Dabei unterscheidet diese den Förderbedarf der Schüler wie etwa Lernschwierigkeiten, mit geistigen oder körperlichen Handicaps, Beeinträchtigungen der emotionalen und sozialen Entwicklung. Jörg Dräger der Stiftungsvorstand betont zudem das die Klassenzimmer mehr verschiedenartig geworden sind in Deutschland. Doch werde das „Unbehagen“ vieler Lehrer angesichts dieser wachsenden Vielfalt nicht ernst genug genommen. Sonderpädagogische Kompetenz sei Notwendig bei der Kollegenschaft.

So fordert zudem auch der Verband Bildung und Erziehung mehr Personal das sonderpädagogisch geschult ist.
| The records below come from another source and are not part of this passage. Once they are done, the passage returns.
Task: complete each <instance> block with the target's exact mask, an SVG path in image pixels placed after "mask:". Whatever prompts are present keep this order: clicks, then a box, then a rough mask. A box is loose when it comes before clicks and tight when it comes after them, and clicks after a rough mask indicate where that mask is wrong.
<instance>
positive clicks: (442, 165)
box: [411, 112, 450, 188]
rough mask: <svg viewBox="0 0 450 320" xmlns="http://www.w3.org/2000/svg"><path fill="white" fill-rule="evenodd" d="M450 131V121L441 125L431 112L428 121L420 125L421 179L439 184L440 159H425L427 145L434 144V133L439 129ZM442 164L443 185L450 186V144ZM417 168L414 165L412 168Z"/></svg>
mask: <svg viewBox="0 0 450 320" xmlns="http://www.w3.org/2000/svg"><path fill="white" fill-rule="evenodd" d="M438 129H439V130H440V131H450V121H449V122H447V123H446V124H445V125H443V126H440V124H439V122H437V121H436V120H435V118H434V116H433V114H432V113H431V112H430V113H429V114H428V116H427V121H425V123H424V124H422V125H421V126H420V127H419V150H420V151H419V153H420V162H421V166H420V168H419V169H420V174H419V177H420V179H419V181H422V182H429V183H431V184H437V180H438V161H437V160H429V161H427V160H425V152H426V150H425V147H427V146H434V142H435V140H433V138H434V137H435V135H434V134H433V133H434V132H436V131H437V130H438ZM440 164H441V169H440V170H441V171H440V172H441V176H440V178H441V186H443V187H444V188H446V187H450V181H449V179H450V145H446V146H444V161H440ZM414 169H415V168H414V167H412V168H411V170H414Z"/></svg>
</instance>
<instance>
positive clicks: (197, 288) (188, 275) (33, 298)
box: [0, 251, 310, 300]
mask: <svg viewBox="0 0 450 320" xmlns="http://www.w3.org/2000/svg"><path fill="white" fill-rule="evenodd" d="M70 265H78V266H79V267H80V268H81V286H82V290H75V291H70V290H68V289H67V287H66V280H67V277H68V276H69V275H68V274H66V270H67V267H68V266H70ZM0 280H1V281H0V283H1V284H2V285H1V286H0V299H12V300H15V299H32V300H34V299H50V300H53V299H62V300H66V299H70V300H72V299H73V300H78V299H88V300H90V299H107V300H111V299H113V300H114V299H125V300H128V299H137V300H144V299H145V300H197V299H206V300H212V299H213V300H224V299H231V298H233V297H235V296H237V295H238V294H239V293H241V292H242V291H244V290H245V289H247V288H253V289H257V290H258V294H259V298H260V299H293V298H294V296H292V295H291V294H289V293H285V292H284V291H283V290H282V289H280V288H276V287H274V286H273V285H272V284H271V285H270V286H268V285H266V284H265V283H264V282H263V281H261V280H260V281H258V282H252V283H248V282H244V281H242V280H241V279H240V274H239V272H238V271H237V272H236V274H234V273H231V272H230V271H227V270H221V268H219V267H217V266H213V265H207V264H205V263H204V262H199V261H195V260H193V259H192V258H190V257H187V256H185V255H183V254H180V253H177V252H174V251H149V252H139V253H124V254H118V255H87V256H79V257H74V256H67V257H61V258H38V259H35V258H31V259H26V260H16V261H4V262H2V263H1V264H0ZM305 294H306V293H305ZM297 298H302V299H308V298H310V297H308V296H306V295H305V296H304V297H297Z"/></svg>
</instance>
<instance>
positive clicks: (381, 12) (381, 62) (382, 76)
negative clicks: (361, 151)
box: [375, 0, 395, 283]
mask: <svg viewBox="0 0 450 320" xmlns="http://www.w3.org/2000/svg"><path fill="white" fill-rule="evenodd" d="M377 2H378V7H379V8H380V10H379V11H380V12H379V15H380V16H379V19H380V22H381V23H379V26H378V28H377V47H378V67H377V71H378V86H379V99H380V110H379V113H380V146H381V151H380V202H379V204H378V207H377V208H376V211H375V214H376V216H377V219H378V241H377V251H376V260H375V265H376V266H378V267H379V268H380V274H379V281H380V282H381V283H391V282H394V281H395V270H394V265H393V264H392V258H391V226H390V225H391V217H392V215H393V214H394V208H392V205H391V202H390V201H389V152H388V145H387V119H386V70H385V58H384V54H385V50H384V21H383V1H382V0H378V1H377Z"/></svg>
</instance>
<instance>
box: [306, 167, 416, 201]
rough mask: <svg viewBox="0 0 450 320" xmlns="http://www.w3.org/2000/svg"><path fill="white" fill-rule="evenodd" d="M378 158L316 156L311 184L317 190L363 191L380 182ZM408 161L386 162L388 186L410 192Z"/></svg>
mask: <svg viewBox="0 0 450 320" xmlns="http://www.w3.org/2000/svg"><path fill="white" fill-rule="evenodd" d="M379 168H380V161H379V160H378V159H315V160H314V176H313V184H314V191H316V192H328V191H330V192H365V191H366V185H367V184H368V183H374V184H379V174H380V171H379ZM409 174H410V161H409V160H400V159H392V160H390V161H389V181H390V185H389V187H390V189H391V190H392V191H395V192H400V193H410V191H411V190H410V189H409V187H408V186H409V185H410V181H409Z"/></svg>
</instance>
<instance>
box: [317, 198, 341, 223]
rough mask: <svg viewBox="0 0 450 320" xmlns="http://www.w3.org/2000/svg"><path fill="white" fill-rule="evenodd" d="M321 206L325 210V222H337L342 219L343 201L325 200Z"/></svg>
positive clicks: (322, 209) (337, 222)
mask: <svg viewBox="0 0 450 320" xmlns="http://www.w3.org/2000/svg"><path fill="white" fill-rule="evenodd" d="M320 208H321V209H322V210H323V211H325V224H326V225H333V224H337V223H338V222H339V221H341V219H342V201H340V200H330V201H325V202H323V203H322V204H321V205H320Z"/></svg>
Die Gewerkschaft Erziehung und Wissenschaft (GEW) klagte das der Bund und die Länder keine Strategie noch Standards vorlegen können, wie Inklusion umgesetzt werden solle.

Dadurch ist das Bild regional stark unterschiedlich geprägt, so werde die Inklusion in vielen Bundesländern „halbherzig bis zögerlich“ angegangen. Ein Bund-Länder-Programm müsse geschaffen werden, damit die Politik nicht die Inklusion an die Wand fahre.

Nach der Ansicht des Sozialverbands VdK ist eine “bundesweite, verbindliche Gesamtstrategie für inklusive Bildung“ überfällig. Zur Inklusion hat sich Deutschland verpflichtet, mit der Ratifizierung der 2009 in Kraft getretenen Behindertenrechtskonvention der Vereinten Nationen.